Within the early stages of an innovation company's financing life cycle, difficulty attracting funding can prevent entrepreneurs from developing and commercialising their ideas. In fact, this stage is sometimes described as the 'valley of death' where many start-ups find themselves unable to meet their cash flow requirements. It is important that the government help connect business expertise with entrepreneurs so that innovative ideas can reach the market through commercialisation. This is what we mean when we say that we are backing Australians in our transitioning economy to make that transition a success.
The tax incentives include a 20 per cent carry-forward non-refundable offset on investments capped at $200,000 per year, and a 10-year exemption on capital gains tax for investments held in the form of shares in the innovation company for at least 12 months, provided that the shares held do not constitute more than a 30 per cent interest in the innovation company. The tax offset will be available upon investment, not when the funds are used by the innovation company, and any sale of the shares will be taxed on a 'deemed capital account' basis.
Innovation in Australia is dynamic. A regulation-making power is also included so the government can keep the measure up to date and up to speed.
The tax incentives for funding provided through venture capital limited partnerships including early stage venture capital limited partnerships are designed to attract investments at the growth stage of a company's development. At this stage, entrepreneurs can face further difficulties accessing funding, despite typically receiving a few rounds of initial funding, as they are not yet able to market themselves for public or broader investor buy-in. Although Australia has experienced recent momentum in this field, with over $600 million in venture capital raised or planned since 30 June 2015, this funding has been generally concentrated within the technology sector. The measure will continue to build on the current momentum through improving funding for promising projects across the economy and in industries beyond the technology sector.
We are introducing a number of new arrangements to venture capital limited partnerships and early stage venture capital limited partnerships. Notably, there will be:
- a non-refundable tax offset of 10 per cent of the value of new capital invested into early stage venture capital limited partnerships during the income year;
- an increase in the maximum fund size of early stage venture capital limited partnerships from $100 million to $200 million;
- improved access to funding from managed investment trusts; and
- broadened and simplified rules for both venture capital limited partnerships and early stage venture capital limited partnerships.
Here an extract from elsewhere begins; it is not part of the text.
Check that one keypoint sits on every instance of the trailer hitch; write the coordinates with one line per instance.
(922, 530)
The cost of all of these measures were fully offset in the Mid-Year Economic and Fiscal Outlook statement that was released in December of last year.
Once the bill receives royal assent, these incentives will apply to the 2016-17 income year.
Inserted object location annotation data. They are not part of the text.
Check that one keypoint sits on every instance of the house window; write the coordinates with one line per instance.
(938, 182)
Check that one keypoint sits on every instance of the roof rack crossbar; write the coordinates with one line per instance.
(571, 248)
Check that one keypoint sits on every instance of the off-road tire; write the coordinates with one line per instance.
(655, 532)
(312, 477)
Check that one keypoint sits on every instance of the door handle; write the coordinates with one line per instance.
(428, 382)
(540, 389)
Consultation has been conducted across a range of sectors and industries, including experienced investors, start-up founders and pioneers and industry bodies, to design these measures in a way that attracts investment without creating unnecessary regulatory burdens on either the government or entrepreneurs.
We are answering a call from industry. We are creating the ecosystem that Australia needs to succeed in this modern world and for our transitioning economy.
We are setting up the environment to reward our innovators and our entrepreneurs who have the concepts and ideas and the passion that will benefit all Australians.
Backing innovation to drive productivity is a cornerstone of the Turnbull government's economic plan to successfully manage our economic transition. The Turnbull government know that our transitioning economy requires increased investment and we will create and continue to create the conditions necessary for that investment, as demonstrated in these measures, by reducing the tax burden on those who are investing in our economy.
This is another practical example of how the Turnbull government is acting to support the positive transition that is taking place in our economy and why the Turnbull government can be trusted to continue to undertake that task.